Francella gives the performance of a lifetime. He may very well be the worst father in the history of movies. He makes Darth Vader look like Bambi.
Trapero is best at exhibiting the psychology of this tyrant, who seems as acutely attuned to how to bend his family to his will as he is unaware of or unconcerned with the trauma he causes them. The rest of the characters are harder to understand. Perhaps this is deliberate. We still don't understand how ordinary Germans acquiesced to Hitler's raving hatred. Still, while I respect Trapero for not falling into the easy choice of making Alex into a rebel (that would be the American version), placing Alex as Puccio's direct antagonist begs for a more equal contest. Alex could be heroically passive aggresive or pathologically subservient. As is, he is weak and afraid and his father swallows him whole. By the time Alex reacts, it is shockingly late.
The script avoids exposition, letting the audience find out creepy details with subtle hints. For instance, Mrs. Puccio is a good housewife and apparently excellent cook who happens to be a schoolteacher. A schoolteacher! How perverted are things when the woman you entrust your children to is a willing accomplice to a kidnapper and a murderer? She is completely immoral. The hypocrisy of saying grace before a family meal when they have a victim screaming in the basement is one of the many ways in which Trapero shows the warped ideology of the far right.
The story is unbelievable.

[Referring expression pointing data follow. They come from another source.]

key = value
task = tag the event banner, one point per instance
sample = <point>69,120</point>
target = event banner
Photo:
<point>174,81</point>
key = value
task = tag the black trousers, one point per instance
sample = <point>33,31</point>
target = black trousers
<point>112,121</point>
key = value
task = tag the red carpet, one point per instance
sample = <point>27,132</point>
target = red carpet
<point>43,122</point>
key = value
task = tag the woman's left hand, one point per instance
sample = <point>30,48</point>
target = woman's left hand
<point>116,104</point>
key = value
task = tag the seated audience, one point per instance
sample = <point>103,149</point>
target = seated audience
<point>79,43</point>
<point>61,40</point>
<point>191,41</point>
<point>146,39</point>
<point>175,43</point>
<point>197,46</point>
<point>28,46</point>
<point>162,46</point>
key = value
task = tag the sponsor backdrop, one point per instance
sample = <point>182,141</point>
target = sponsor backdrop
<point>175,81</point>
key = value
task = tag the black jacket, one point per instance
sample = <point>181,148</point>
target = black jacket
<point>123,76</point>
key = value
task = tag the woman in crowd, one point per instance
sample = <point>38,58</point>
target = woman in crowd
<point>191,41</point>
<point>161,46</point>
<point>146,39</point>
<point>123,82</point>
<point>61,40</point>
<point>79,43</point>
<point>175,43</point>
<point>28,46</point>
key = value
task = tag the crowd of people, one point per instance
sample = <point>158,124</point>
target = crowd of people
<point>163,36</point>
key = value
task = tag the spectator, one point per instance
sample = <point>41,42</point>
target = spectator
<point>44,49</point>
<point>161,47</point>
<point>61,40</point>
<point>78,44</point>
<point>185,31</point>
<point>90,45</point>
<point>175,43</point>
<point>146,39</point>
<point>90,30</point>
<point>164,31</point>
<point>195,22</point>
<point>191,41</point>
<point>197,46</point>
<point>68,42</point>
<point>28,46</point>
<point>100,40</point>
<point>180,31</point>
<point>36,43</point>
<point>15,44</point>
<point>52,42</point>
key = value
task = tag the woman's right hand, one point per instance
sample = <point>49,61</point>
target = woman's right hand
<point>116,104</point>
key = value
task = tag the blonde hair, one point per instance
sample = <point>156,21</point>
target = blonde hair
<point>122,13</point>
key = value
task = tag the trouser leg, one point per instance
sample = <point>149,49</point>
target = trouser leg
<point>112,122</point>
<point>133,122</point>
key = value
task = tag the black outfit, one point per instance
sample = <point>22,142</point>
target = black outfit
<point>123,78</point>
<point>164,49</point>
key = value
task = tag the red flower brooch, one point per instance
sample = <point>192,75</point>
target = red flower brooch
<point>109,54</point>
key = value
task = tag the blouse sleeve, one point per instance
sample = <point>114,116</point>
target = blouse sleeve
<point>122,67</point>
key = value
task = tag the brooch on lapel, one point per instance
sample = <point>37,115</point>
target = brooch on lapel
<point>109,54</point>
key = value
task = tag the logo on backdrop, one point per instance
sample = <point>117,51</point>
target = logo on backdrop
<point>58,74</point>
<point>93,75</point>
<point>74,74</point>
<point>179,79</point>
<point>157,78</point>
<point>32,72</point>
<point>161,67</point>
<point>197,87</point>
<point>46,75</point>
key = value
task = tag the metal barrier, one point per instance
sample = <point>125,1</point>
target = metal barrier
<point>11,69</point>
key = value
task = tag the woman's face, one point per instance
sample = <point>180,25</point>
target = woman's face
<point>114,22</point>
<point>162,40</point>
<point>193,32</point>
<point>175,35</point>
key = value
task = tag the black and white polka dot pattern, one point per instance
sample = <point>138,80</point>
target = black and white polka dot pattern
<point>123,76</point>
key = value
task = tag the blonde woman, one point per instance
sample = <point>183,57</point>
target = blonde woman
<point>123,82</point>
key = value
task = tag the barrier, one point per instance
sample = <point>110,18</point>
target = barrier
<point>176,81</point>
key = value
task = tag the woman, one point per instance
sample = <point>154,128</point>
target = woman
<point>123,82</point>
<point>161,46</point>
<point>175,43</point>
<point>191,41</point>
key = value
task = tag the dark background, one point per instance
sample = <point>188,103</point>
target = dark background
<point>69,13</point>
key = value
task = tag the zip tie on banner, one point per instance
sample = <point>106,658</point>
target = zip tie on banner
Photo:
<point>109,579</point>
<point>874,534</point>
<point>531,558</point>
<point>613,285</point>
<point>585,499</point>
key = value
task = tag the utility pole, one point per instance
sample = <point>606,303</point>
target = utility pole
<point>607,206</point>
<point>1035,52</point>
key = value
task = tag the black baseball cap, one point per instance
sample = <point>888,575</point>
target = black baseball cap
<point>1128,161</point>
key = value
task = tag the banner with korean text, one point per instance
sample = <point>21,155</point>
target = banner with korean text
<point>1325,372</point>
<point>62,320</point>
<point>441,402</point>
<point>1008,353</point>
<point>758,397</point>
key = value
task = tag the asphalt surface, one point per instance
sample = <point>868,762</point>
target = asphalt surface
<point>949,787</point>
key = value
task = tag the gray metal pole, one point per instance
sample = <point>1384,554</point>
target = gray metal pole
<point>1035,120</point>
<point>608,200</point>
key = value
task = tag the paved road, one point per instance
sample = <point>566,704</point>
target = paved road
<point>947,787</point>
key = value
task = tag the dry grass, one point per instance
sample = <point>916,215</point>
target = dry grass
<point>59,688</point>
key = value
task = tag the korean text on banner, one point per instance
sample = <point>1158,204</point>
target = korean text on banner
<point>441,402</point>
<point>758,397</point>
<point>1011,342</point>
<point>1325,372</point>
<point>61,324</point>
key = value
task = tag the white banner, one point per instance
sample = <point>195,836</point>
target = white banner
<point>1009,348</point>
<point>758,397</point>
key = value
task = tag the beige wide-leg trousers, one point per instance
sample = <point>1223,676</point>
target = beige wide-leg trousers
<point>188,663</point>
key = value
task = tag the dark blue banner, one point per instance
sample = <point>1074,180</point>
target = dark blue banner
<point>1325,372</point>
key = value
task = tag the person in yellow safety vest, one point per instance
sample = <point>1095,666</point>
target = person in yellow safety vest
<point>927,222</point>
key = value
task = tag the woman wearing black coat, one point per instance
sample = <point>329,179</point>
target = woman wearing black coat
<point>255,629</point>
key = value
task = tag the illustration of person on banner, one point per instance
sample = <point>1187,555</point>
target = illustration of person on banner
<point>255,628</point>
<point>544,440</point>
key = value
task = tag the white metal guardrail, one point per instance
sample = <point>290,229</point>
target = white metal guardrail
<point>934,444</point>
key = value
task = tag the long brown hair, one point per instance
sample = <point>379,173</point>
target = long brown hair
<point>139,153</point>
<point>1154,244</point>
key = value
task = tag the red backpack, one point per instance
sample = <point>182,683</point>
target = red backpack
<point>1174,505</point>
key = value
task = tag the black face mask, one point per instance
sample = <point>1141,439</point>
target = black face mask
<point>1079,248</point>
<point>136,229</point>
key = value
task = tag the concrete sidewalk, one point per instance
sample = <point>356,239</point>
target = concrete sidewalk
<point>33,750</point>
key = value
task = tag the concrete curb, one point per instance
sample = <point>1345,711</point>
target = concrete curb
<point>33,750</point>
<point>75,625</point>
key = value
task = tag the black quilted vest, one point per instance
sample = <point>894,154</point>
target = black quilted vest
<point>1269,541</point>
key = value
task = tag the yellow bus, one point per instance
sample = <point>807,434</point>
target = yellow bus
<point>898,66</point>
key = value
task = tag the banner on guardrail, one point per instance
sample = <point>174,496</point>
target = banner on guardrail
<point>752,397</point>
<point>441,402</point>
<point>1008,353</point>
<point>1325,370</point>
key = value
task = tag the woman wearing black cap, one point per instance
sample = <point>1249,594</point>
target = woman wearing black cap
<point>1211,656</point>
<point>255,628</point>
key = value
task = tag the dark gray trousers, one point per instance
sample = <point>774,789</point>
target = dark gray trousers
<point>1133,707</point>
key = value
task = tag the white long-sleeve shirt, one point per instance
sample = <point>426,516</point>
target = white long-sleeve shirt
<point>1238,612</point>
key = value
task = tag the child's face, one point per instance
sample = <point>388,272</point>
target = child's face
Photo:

The aftermath to the story, told in titles in the closing credits, is as harrowing as the movie itself. The cast is excellent and the sense of moral gangrene is powerful.
But Trapero displays a heavy hand, particularly with a rock music soundtrack that distracts the audience from the lurid immediacy of the story. I understand that Trapero uses these songs to ground us in the period and provide some irony, but he should have trusted that the most bitter ironies are in the story. I also find it interesting that we go in expecting a thriller and we are faced with a very disturbing political fable, which in a way, is better.  But I wish that Trapero would have used a little more of the rigor and discipline of a thriller and less overwrought stylistic flourishes. Still, the horror is not in the suspense, but in the mindset of this Puccio monster and of the society that allows him to happen.